As for the LGBT issue specifically, the Ministry of Education wrote:
“This action [using the Hoshen material in schools] is accompanied by the belief that it contributes not only to the LGBT youth but to a discourse that encourages tolerance and pluralism in society as a whole and in the education system in particular and thus strengthens our democratic society. From kindergarten to graduation, we find students coming from special and diverse families, young children who do not match the gender slot that society has designated for them. We also find adolescents who are in the process of forming an identity and sexual orientation.

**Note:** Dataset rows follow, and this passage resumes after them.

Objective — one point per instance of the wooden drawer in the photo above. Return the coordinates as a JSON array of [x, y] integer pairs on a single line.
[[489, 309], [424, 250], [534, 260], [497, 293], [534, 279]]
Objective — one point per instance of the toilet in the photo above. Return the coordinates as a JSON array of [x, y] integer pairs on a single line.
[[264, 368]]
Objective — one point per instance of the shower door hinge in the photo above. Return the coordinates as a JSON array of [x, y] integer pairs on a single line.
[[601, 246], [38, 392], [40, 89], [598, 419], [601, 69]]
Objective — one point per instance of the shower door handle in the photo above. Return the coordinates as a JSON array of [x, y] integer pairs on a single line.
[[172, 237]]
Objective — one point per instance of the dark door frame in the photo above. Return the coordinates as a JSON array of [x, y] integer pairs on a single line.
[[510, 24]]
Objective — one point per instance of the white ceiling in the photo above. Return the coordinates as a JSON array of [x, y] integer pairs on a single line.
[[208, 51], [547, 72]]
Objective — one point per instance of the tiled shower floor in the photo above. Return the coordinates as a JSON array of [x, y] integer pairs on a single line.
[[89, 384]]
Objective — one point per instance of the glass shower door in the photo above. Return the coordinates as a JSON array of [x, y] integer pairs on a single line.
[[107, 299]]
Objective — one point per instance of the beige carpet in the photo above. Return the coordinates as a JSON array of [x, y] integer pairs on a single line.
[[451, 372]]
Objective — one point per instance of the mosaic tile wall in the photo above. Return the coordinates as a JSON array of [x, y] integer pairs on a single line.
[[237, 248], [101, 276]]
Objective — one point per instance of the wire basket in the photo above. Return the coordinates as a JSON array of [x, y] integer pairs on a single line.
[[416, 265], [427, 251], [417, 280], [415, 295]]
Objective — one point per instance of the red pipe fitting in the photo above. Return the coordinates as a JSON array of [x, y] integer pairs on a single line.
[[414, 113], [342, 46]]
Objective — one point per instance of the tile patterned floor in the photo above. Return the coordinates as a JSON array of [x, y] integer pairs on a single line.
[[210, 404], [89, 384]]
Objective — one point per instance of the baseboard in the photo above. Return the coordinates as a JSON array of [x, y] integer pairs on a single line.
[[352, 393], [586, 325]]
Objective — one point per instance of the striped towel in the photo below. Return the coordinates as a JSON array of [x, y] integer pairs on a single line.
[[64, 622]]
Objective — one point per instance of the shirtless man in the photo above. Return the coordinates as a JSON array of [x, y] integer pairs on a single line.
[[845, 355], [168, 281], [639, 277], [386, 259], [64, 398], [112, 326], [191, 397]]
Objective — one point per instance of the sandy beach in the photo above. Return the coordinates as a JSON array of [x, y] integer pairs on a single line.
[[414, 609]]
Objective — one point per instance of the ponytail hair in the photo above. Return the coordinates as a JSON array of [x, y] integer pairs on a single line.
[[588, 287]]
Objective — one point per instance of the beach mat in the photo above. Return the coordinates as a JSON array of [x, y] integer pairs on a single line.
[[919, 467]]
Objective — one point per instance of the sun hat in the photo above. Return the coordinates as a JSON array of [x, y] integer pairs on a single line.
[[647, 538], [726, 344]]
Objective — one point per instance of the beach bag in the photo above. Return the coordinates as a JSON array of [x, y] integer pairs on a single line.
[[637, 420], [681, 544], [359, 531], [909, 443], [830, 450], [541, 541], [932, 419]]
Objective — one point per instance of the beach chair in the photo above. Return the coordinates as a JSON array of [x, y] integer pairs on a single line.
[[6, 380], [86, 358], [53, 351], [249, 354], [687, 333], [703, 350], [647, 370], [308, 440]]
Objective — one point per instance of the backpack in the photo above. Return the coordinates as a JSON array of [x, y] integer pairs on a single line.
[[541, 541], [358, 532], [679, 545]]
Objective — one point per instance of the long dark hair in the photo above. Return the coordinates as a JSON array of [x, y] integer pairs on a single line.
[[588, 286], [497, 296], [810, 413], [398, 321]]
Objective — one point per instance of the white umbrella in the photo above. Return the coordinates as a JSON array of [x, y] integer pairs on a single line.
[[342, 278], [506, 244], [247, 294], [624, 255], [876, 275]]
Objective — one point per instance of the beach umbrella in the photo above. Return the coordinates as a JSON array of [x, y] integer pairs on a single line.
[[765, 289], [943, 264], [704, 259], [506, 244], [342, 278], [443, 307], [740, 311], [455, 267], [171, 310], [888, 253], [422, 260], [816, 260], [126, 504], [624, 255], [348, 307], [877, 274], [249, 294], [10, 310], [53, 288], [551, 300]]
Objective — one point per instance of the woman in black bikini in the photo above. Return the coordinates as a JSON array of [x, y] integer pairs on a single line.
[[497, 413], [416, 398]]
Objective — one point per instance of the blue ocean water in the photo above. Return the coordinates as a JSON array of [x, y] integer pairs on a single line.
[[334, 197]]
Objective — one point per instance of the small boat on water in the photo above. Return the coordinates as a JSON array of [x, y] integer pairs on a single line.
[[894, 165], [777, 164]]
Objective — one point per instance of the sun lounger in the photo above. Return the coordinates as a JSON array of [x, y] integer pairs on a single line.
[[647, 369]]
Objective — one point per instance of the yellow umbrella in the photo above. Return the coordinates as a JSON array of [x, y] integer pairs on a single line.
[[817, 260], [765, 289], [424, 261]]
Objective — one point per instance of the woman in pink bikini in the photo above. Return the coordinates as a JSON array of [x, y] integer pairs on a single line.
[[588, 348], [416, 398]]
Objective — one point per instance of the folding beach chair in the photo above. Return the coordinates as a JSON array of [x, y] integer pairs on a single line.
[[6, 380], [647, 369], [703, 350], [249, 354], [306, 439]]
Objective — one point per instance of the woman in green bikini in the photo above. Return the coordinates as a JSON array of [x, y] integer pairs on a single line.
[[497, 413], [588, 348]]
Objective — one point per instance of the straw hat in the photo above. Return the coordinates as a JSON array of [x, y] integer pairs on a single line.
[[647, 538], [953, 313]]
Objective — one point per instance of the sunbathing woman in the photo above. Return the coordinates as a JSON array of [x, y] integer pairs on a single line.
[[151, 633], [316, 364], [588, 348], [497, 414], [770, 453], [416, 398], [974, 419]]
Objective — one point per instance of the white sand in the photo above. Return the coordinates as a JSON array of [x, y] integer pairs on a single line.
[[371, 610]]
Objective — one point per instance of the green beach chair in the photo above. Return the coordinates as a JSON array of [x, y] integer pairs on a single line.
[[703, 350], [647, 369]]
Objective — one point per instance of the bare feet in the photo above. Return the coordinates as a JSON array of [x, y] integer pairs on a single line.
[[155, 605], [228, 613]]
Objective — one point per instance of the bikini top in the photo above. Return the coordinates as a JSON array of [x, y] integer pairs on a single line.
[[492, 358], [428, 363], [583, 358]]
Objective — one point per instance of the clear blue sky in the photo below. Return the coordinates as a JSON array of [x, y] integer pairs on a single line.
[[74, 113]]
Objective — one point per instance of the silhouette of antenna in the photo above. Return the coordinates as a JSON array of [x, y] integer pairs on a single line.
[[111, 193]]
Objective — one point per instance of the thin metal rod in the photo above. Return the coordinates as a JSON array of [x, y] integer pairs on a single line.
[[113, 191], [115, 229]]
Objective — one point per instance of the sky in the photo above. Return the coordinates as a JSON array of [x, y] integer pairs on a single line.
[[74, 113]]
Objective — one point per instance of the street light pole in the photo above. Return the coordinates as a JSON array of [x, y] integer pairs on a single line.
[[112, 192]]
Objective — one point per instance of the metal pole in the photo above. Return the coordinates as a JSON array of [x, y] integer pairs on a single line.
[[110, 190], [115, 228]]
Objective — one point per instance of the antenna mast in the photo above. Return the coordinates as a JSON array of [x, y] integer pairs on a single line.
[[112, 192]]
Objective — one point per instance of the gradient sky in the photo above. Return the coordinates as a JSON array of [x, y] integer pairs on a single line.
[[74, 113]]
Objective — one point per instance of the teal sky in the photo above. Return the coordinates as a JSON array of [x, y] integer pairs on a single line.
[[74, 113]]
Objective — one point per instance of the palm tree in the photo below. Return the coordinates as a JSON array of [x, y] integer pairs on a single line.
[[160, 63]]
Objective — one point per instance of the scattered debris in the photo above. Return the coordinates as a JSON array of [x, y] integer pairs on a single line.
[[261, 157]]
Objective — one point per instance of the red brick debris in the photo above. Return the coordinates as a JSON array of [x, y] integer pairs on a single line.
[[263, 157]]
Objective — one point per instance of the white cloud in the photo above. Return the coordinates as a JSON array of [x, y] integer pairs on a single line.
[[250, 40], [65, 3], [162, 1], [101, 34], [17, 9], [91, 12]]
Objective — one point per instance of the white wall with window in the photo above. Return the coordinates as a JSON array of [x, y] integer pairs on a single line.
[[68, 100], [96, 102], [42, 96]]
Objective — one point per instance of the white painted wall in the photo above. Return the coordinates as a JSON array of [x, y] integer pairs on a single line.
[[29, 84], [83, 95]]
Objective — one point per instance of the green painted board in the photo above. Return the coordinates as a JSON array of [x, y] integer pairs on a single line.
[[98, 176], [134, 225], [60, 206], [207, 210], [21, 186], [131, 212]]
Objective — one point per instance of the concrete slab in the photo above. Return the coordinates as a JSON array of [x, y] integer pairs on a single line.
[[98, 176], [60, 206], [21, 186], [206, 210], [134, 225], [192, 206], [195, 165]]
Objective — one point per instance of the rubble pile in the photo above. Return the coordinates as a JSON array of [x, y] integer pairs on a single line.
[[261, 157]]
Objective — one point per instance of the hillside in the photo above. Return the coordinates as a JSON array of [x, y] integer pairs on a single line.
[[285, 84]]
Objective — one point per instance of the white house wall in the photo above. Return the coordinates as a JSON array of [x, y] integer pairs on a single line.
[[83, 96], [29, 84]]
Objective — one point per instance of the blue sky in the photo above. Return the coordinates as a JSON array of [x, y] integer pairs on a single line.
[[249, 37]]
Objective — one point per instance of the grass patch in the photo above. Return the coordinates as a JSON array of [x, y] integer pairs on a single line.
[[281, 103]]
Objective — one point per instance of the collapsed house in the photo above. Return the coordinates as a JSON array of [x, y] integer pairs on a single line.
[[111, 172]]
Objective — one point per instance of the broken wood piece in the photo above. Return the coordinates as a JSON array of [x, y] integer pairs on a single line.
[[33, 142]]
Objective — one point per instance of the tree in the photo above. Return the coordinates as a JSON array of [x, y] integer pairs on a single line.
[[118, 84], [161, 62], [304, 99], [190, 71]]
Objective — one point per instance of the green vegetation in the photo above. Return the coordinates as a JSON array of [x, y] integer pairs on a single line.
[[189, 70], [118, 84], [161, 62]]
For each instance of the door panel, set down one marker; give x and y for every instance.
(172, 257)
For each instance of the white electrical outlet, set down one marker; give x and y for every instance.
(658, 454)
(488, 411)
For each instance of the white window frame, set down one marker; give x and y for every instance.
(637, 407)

It is the duty of the education system to work to create such an atmosphere in which all students can feel that their development process is legitimate and normative.”
Pastor Ben-David argued that while the Messianic community also teaches tolerance and love for all people regardless of their background, the LGBT agenda in schools is overstepping those bounds and seeking to indoctrinate young minds with its worldview.
In his response to the Ministry of Education, the Eilat pastor wrote: “We promote love as the most important aspect of our activities, regardless of race, gender or religion. We understand everything that the Ministry of Education is trying to do in the not-so-simple field of sexual and gender identity discrimination and children’s equality issues. At the same time, we see that in the race to find a solution and help one sector, in this case the LGBT community, the other side is forgotten.”
Pastor Ben-David asked the Ministry of Education to consider how giving such prominence to the LGBT agenda might impact a child from a traditional religious home who was raised to see certain things as being outside God’s will, including homosexuality. “This child returns home with conflict in his head, his identity has been damaged. What he is being taught in school now contradicts what he is taught at home, and he no longer feels free to express his views or opinion,” noted the pastor.
Of even greater concern, stressed Ben-David, is “that the over-influence of this agenda will lead to problems with sexual identity.” This is similar to concerns expressed by many Christian parents in America, who worry that an exaggerated focus on the LGBT issue in schools will lead to peer pressure to not only accept, but to explore homosexuality.